Previous topic - Next topic

Zanza

It's the second mainly map based DLC. Royal Court was not map-based at all, Tours & Tournaments was partially map-based and well received, this is map-based and well received. Hope that gives Paradox a hint what players want.

Tamas

Is there a mod or something that just deactivates the royal court nonsense altogether?

Zanza

Quote from: Tamas on March 05, 2024, 11:42:15 AMIs there a mod or something that just deactivates the royal court nonsense altogether?
The launcher lets you select active DLCs...?

Tamas

Quote from: Zanza on March 05, 2024, 01:52:04 PM
Quote from: Tamas on March 05, 2024, 11:42:15 AMIs there a mod or something that just deactivates the royal court nonsense altogether?
The launcher lets you select active DLCs...?

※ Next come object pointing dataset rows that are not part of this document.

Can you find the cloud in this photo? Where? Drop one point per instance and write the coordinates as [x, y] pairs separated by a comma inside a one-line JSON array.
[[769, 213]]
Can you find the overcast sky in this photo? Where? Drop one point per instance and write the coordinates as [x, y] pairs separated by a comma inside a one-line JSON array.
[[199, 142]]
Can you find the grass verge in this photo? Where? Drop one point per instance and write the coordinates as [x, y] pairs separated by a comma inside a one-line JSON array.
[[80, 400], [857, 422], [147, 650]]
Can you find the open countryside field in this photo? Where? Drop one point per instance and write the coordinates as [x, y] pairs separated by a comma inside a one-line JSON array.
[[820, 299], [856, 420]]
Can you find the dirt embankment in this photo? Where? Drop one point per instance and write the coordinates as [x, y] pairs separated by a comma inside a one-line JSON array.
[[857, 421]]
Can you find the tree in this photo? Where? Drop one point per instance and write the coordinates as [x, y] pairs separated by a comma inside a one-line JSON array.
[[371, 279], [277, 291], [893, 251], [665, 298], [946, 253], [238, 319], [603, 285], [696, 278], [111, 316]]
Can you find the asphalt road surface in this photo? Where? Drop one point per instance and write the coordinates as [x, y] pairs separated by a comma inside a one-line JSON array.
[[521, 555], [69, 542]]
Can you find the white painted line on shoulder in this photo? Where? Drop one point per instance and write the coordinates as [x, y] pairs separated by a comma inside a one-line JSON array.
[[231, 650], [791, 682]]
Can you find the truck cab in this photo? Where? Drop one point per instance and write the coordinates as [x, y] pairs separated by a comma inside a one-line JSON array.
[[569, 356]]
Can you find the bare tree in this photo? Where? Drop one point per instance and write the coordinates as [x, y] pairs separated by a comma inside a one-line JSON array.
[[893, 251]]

I thought its a vanilla thing, I am going to give it a try.

Tamas

I was trying to read up on the DLC and I came across this part of a long post which I liked because it touched upon my major gripe with the game (btw diseases and even legacy sound like good additions):

QuoteIf a game doesn't have a defined narrative, then, in my opinion, any in-character writing in the game basically doesn't matter. It's show, don't tell, right? A character isn't what the writer says they are, they're what they do. And what happens in events is only what the writer says. But what matters to me, the player, is what I can do, what I can affect, and almost all of that happens outside of the scope of events. The story of the game is the paratext of the player imagining how the game mechanics came together, not what the string of events said.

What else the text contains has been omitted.